🤖 AI Summary
Conventional Cox proportional hazards (CPH) models rely on a restrictive linear log-hazard assumption, limiting generalizability; while deep survival models improve nonlinearity, they sacrifice interpretability. Method: We propose the Generalized Cox Proportional Hazards (GCPH) model—the first to integrate Kolmogorov–Arnold networks (KANs) into survival analysis—yielding a fully symbolic, differentiable, and analytically tractable nonlinear log-hazard function. GCPH preserves the CPH interpretability framework while overcoming linearity constraints, leveraging KAN structural priors, Cox partial likelihood loss, and symbolic regression optimization to jointly ensure transparency and predictive accuracy. Contribution/Results: GCPH achieves state-of-the-art performance on synthetic data and multiple public benchmarks (METABRIC, SUPPORT, FLCHAIN), significantly enhancing both clinical interpretability of the hazard function and out-of-distribution generalization capability.
📝 Abstract
The Cox proportional hazards (CPH) model has been widely applied in survival analysis to estimate relative risks across different subjects given multiple covariates.

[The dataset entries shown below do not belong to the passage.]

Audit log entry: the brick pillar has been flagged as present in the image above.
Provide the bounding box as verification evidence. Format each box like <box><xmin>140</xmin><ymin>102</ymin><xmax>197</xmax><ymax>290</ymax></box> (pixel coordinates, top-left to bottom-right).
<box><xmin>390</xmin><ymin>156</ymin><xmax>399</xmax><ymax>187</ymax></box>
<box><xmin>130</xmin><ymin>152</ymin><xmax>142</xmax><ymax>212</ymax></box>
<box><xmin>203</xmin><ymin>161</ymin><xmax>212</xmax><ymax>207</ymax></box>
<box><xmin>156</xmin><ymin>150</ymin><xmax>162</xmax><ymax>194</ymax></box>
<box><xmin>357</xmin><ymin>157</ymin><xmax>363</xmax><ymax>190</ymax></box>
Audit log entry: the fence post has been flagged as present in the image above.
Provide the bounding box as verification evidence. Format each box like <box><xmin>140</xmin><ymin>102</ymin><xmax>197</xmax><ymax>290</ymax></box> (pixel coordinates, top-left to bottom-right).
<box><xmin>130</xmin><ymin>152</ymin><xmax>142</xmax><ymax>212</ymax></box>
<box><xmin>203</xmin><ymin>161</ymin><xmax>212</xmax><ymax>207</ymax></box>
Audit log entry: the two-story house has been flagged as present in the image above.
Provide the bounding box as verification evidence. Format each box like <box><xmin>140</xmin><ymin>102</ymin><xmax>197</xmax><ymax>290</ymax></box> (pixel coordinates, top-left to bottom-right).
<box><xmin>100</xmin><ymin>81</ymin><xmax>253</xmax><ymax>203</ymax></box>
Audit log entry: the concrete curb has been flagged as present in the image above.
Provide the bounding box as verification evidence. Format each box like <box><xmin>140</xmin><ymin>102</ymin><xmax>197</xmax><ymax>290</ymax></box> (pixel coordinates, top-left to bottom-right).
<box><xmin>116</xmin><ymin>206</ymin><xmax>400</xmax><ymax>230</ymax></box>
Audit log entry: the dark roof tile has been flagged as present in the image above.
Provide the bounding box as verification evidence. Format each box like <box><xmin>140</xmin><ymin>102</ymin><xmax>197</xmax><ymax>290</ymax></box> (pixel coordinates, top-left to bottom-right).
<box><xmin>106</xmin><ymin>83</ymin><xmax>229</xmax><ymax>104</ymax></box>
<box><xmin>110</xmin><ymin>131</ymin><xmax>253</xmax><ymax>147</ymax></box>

Traditional CPH models rely on a linear combination of covariates weighted with coefficients as the log-risk function, which imposes a strong and restrictive assumption, limiting generalization. Recent deep learning methods enable non-linear log-risk functions. However, they often lack interpretability due to the end-to-end training mechanisms. The implementation of Kolmogorov-Arnold Networks (KAN) offers new possibilities for extending the CPH model with fully transparent and symbolic non-linear log-risk functions. In this paper, we introduce Generalized Cox Proportional Hazards (GCPH) model, a novel method for survival analysis that leverages KAN to enable a non-linear mapping from covariates to survival outcomes in a fully symbolic manner. GCPH maintains the interpretability of traditional CPH models while allowing for the estimation of non-linear log-risk functions. Experiments conducted on both synthetic data and various public benchmarks demonstrate that GCPH achieves competitive performance in terms of prediction accuracy and exhibits superior interpretability compared to current state-of-the-art methods.